Wednesday, December 26, 2018
Ker-I Ko (1950-2018)
Computational complexity theorist Ker-I Ko passed away peacefully from lung failure on December 13. Ker-I Ko spent most of his career at Stonybrook where he had recently retired to take on a professorship at National Chiao Tung University in Taiwan.
I had only had a few brief meetings with Ko but I knew his work quite well. In his best known work, Ko, in a solo paper, created an infinite series of oracles A1, A2, … such that relative to Ak, the polynomial-time hierarchy collapses to exactly the kth level, that is Σk-1 ≠ Σk = Σk+1 = PH. Ko wielded the switching lemma like a scalpel, pulling part the k-1st and kth levels while leaving enough room to encode the k+1st level.

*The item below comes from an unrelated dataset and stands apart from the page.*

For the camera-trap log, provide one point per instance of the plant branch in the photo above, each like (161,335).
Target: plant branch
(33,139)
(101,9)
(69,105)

He actually gives two sets of oracles, one which collapses PH to PSPACE while collapsing the hierarchy to the kth level and one that separates PH from PSPACE. Even his oracle showing P=NP≠PSPACE wasn't trivial and I used it as an example of a hard to settle complexity question.
Ko, with Tim Long and Ding-Zhu Du, showed that if P ≠ UP if and only if there exist two sets that were one-to-one length-increasing polynomial-time reducible to each other but not polynomial-time isomorphic. This paper played a large role in helping us understand the isomorphism conjecture.
Ko, with Pekka Orponen, Uwe Schöning and Osamu Watanabe, used Kolmogorov complexity to measure the complexity of an instance of a problem. The instance complexity of x in a set A is the smallest program that will correctly answer whether x is in A, and will not give an incorrect answer for any other y in A, though it can answer "I don't know" for y ≠ x.
Ko also had several papers on complexity of real-valued functions and wrote several textbooks and manuscripts. A big loss for all of us in the complexity world.